A US import, Black Friday began as a one-day sales event, but has since grown to encompass a few days, with many retailers now rolling their promotions into the following week. Even though the event doesn’t necessarily resonate with UK consumers in quite the same way as our US cousins, shoppers have certainly been taking advantage of it since it hit our shores. And one thing is certain: Black Friday has the positive impact of driving footfall into stores at what was previously a relatively quiet period before the run-up to Christmas.

Be all and end all?

If you consider how much consumers have spent on Black Friday over the last few years, the figures undoubtedly support its popularity. In the UK alone, shoppers parted with a staggering £7bn across the Black Friday period in 2018. Despite the impressive sales figures, not all retailers have bought into the event, with many actively choosing not to participate at all. FatFace, for example, instead donated money to charity, while B&Q and Asda both declared that they instead wanted to focus on delivering year-round low prices and value.

While these may all be honourable standpoints, many retailers simply cannot afford to miss out on this well-needed boost in sales. Black Friday is still a key revenue driver for many retailers, but is it really helping them to achieve their goals of increasing footfall and boosting customer retention?

There are a number of elements that retailers need to take into consideration when delivering campaigns to support large-scale sales events.

Everything counts

It’s important that retailers consider how a given promotion affects consumer behaviour both in the lead-up to and follow-on from the event. Shoppers may delay a big purchase in anticipation of a discount, or they may bring their Christmas spending forward to November, in effect flattening out the benefit from the sales event itself. Retailers should look at historical data to understand any patterns in shopping behaviour before executing any campaigns.

Don’t forget about personalisation

It’s a fact that consumers are more likely to remain loyal to a brand if they receive offers and promotions that are relevant to them. However, personalisation is often an element that’s overlooked when developing mass promotions for major sales events like Black Friday. After all, it is a challenge for retailers to offer highly personalised and targeted offers as part of the event of a significant sales.

Selling high volumes of products at deep discounts may have a positive short-term benefit for retailers. But, there are dangers. Retailers need to maintain the momentum built by these events and not lose sight of longer-term goals such as attracting customers back into store or online after promotions while giving away less margin in the process.

Engagement is still key

One way to do this is through a more engaging communication programme, where customers are rewarded for their loyalty with incentives throughout the year. This is where personalisation can be deployed more effectively. This could include targeted offers delivered through different channels, such as personalised coupons or receipts handed out at the point of sale, as well as digital promotions.

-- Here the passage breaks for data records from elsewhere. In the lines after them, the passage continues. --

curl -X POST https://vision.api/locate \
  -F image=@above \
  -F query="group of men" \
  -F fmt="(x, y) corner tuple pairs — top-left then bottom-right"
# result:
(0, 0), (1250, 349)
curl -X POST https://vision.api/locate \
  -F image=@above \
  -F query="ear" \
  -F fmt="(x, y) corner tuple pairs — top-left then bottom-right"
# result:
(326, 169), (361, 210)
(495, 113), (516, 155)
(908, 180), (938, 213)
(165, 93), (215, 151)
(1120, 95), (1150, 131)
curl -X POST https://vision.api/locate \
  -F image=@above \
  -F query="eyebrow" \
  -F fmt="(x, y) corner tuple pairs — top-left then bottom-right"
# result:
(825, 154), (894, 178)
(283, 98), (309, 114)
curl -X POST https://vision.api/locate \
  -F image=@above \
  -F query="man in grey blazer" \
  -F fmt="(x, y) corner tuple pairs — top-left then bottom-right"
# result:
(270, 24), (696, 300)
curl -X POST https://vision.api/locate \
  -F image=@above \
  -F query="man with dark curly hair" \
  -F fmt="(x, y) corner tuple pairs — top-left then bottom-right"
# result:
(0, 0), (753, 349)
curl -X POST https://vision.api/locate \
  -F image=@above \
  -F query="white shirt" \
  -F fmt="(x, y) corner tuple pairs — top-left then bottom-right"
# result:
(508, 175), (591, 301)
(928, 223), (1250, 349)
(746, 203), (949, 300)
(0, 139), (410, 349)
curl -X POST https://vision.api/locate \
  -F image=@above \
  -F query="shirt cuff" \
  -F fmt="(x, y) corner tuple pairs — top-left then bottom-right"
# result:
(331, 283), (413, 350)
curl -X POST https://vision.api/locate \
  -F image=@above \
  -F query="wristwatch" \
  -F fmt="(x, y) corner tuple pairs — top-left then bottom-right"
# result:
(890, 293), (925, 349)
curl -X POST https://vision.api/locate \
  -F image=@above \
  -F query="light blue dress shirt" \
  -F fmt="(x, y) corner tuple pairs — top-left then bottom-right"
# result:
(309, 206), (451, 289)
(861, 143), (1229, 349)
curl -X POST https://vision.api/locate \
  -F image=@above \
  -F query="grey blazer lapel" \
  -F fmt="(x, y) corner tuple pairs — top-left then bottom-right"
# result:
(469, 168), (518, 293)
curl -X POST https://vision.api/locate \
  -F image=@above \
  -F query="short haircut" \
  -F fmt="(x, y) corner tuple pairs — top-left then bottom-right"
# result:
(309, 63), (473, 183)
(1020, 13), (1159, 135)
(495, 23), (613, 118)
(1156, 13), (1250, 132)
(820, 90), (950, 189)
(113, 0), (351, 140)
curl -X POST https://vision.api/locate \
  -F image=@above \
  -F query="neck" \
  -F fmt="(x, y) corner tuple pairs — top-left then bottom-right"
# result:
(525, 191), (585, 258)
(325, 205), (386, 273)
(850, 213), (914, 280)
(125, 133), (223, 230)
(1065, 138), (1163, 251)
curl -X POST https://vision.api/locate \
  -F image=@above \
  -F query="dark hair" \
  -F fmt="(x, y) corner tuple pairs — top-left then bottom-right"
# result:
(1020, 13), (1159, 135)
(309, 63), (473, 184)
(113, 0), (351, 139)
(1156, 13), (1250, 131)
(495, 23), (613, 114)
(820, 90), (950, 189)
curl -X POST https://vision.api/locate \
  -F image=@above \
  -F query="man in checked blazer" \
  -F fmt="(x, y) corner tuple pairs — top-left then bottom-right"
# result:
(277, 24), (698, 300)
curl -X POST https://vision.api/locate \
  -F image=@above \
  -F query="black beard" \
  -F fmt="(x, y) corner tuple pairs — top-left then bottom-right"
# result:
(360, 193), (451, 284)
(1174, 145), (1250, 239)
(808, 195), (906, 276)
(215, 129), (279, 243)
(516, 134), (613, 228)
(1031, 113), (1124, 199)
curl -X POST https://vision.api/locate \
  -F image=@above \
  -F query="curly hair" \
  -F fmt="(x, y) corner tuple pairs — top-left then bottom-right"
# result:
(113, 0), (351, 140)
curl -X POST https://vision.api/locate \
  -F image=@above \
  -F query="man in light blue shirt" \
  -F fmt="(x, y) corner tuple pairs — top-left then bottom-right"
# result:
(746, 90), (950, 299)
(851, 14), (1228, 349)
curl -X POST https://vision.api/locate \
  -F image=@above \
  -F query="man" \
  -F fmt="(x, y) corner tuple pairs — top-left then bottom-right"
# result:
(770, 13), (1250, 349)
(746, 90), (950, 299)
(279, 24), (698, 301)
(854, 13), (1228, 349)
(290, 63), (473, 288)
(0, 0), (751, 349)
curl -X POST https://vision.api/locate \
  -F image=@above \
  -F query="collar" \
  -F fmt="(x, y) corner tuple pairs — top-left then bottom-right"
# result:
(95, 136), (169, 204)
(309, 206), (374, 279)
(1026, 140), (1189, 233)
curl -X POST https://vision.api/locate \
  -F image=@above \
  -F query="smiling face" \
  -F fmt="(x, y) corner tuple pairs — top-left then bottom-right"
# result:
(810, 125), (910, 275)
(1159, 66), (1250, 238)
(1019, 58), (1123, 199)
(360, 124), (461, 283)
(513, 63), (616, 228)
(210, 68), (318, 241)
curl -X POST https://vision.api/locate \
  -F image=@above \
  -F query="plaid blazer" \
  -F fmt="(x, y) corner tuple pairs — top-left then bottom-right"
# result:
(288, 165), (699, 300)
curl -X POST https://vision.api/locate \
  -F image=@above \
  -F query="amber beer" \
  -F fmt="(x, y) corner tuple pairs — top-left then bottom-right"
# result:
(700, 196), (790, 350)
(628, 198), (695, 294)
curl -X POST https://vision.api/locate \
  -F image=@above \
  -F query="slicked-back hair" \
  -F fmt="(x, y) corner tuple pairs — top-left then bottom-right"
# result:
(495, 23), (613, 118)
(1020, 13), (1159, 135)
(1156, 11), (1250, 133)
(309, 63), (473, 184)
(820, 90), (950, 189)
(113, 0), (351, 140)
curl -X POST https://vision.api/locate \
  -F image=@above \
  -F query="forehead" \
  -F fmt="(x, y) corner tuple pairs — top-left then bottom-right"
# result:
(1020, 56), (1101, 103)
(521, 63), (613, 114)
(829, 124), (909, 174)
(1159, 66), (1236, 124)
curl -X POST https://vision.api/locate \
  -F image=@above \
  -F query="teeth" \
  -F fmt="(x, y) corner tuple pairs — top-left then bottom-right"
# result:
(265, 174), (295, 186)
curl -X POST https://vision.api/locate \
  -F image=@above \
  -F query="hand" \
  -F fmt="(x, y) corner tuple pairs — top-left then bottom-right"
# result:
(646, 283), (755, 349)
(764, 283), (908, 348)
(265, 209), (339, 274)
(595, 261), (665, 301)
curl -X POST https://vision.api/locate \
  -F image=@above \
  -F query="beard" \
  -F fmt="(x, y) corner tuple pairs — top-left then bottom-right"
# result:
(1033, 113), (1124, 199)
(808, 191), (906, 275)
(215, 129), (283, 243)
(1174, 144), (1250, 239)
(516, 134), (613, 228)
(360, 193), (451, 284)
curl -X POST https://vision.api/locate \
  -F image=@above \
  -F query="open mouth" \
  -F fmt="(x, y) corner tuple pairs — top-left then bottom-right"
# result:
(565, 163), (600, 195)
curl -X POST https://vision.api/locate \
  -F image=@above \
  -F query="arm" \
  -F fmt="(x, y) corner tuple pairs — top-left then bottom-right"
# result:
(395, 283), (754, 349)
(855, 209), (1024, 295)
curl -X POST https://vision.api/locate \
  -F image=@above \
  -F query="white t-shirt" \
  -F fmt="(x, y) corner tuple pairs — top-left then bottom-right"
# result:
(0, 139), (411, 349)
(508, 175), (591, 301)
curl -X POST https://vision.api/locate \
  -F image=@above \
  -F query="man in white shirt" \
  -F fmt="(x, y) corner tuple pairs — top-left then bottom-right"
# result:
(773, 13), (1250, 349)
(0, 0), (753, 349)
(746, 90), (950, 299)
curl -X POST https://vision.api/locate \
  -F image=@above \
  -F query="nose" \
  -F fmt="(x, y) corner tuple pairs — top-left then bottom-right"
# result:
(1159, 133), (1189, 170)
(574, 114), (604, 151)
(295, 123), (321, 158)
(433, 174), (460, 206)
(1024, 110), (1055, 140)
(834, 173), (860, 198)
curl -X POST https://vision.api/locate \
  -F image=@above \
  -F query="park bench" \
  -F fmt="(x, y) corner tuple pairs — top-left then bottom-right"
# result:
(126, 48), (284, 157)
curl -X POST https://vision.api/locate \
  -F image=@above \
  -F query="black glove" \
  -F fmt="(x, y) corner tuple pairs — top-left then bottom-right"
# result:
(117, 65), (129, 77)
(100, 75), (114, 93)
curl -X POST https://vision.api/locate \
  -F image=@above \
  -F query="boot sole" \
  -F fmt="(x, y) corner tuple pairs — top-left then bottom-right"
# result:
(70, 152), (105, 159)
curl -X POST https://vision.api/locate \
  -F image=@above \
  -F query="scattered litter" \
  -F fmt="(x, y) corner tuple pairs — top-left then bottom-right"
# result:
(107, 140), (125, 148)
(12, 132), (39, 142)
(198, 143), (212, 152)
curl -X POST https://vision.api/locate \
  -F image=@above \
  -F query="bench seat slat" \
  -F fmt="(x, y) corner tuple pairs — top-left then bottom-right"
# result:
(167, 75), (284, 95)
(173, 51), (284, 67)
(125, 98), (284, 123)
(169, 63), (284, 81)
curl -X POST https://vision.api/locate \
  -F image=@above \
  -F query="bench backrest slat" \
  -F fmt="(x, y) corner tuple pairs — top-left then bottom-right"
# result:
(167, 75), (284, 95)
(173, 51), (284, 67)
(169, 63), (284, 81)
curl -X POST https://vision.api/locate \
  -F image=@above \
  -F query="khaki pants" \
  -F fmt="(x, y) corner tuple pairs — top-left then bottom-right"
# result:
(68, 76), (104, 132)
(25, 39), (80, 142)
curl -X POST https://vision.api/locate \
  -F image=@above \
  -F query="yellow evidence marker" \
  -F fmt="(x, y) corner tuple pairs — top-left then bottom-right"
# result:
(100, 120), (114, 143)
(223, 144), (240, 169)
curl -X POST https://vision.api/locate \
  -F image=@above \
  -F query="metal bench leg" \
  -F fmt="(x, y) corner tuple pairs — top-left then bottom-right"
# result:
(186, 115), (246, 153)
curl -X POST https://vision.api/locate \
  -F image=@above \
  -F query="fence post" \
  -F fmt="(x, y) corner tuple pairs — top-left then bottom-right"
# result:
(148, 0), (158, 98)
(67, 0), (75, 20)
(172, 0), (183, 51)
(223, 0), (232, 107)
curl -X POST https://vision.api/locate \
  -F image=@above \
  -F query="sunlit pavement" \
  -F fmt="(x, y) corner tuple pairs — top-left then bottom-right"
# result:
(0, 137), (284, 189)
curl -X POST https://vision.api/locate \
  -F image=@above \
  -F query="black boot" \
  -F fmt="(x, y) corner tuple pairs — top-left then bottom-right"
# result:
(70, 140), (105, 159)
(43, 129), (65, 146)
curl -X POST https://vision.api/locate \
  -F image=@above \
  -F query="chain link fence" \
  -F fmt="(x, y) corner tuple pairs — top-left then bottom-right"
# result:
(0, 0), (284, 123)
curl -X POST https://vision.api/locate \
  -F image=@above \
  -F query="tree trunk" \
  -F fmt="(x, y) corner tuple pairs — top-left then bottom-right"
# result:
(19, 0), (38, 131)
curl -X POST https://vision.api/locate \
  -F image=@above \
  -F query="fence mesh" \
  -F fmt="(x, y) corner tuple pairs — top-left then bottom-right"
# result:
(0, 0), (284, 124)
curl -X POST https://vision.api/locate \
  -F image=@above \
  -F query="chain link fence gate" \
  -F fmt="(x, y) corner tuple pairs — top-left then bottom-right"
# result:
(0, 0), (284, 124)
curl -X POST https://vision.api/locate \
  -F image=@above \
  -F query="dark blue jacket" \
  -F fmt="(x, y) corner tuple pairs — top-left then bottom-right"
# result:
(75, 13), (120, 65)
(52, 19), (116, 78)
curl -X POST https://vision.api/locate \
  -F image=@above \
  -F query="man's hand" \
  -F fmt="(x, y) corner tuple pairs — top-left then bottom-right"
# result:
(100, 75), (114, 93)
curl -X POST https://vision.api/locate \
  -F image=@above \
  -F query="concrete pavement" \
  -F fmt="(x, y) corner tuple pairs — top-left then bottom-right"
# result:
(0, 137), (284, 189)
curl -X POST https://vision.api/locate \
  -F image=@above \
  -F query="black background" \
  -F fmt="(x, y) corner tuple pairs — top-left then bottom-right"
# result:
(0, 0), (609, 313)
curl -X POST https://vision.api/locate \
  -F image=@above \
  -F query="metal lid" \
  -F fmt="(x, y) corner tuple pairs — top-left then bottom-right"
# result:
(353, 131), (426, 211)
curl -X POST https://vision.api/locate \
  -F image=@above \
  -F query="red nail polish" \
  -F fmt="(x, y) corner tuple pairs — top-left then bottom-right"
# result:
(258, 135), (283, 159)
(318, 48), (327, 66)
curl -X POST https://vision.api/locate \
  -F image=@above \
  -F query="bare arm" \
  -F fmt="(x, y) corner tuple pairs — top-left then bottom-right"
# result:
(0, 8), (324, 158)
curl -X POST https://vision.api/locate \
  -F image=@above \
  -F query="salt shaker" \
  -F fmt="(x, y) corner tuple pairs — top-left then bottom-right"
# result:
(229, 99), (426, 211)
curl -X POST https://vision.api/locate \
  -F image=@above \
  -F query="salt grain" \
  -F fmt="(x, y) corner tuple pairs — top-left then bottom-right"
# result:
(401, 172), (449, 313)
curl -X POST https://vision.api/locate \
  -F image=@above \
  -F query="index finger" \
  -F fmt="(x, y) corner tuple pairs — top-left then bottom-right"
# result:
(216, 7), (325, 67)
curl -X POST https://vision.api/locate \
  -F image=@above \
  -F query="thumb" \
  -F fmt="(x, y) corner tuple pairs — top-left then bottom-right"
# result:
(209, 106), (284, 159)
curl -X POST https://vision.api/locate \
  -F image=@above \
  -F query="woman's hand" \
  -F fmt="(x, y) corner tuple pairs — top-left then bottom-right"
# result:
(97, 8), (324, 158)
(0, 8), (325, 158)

These offers can be distributed to customers before big events like Black Friday to attract them into stores or online, without compromising on margins. Alternatively, they could be given to shoppers during Black Friday promotions to encourage return visits and repeat sales in the future.

Moving forward

Large-scale events, such as mass advertising, will always have a role to play in retail, however, it would be dangerous to rely on them solely. Shopper behaviour can change dramatically from one year to the next, so there’s no guarantee that what worked in the past will work as well a year later.

These events should always be considered as part of a much wider, longer-term approach; one that focuses on increasing footfall, boosting engagement and improving retention. Tactics like personalisation play a crucial role here, adding that critical missing ingredient and providing retailers with significant competitive advantage; especially when delivered in a timely, relevant way. By leveraging the data available to them – both real-time and historic – retailers can ensure that they are maximising the potential of any campaigns, not just for a short-term sales event, but far beyond into the future.